Single Instruction Multiple Data (SIMD) Parallelism
A common data analysis task is to carry out the same analysis
(Single Instruction) on multiple segments of data (Multiple Data). This is
known among the parallel computing community as a Single Instruction
Multiple Data (SIMD) execution task. Mapping operations, which abound in
data analyses, are essentially SIMD tasks.
Cauldron notebooks can be used in SIMD tasks by invoking them in production
mode with additional arguments. Consider a case where we want to build a
per-state model from census data. We start by building a model in a Cauldron
notebook on a particular state by loading the data for that state:
import pandas as pd
df = pd.load('census_data/California.csv')
Once we're satisfied with the model, we want to run it on all 50 states.
This would be annoying to do manually. But with Cauldron, you can run
production executions of the notebook for each state easily. First let's
modify the notebook step that loads the data from what we had above to:
import pandas as pd
import cauldron as cd
state_name = cd.shared.fetch('state_name', default_value='California')
df = pd.load('census_data/{}.csv'.format(state_name))
We create a state_name variable on line 4 that gets its value from
the notebook's shared data. Since the shared state_name variable has
not been set, it will return the default value of 'California'. This is the
exact same behavior as the previous version of this step where 'California'
was hard coded into the path string.
When run in production we are able to set the state_name shared
variable outside of the notebook. The same notebook can then run on different
data for each state:
01
02
03
04
05
06
07
08
09
10
11
12
for state_name in states:
project_directory = '/directory/of/my/cauldron/notebook/project'
output_directory = '/results/{}'.format(state_name)

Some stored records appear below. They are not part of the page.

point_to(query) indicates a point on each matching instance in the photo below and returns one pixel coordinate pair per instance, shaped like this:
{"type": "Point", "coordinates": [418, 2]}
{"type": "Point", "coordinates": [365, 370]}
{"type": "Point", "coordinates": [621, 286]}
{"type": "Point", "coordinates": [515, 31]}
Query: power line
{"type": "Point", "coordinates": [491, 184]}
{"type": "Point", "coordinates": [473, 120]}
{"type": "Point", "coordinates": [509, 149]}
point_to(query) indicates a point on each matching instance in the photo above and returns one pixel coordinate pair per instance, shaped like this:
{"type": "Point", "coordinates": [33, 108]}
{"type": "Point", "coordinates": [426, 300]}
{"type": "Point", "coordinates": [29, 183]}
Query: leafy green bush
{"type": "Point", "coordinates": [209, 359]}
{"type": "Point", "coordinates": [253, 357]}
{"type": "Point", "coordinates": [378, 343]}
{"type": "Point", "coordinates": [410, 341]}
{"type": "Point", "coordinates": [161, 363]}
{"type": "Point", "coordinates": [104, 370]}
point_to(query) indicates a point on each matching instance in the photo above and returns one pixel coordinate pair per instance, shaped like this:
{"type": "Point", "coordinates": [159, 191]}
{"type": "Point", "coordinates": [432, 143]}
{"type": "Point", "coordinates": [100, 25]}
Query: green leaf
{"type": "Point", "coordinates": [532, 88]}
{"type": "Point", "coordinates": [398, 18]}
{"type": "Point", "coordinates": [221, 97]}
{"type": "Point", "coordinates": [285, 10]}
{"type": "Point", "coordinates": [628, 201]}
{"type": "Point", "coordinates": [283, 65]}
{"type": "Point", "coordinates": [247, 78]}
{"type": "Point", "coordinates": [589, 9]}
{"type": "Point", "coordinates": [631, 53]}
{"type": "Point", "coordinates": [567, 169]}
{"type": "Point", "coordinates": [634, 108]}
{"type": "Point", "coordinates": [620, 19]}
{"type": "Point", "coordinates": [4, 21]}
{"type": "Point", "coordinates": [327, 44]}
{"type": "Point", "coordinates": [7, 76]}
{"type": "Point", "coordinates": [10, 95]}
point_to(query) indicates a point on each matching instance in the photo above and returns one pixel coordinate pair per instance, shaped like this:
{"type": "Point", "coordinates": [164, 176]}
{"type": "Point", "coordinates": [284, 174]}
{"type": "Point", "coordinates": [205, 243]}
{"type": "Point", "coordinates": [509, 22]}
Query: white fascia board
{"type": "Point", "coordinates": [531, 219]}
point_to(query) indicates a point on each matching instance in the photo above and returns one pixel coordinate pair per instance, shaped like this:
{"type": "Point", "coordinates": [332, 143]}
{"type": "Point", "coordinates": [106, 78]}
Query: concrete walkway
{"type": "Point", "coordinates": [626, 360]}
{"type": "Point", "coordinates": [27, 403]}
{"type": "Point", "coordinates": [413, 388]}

logging_path = '/log/{}.log'.format(state_name)
cauldron.run_project(
project_directory,
output_directory,
logging_path,
state_name=state_name
)
We wrap the production execution call in a for loop that iterates over all of
the state names and produce state-name-specific output and logging paths so
that the output of each state doesn't overwrite the previous ones. Then add
the state_name variable to the execution call on line 11. Any parameter
specified here will be added to Cauldron's shared object before the notebook
is run.
Now the notebook will be run once for each state with a different value for
the state_name shared variable in each run. This was done in a
non-destructive fashion. You can always open the notebook up later for
interactive editing to update and improve the analysis and then re-run in
production without modification.
There's also no reason that these calls have to be made within a single
for-loop like shown above. They don't even have to be run on the same
computer. They could be run as 50 different python scripts on 50 different
nodes of a cluster if you want. They could also be made into 50 Luigi tasks
as part of a larger data pipeline. The point is that an analysis built in
a Cauldron notebook can be used directly in production in a larger context.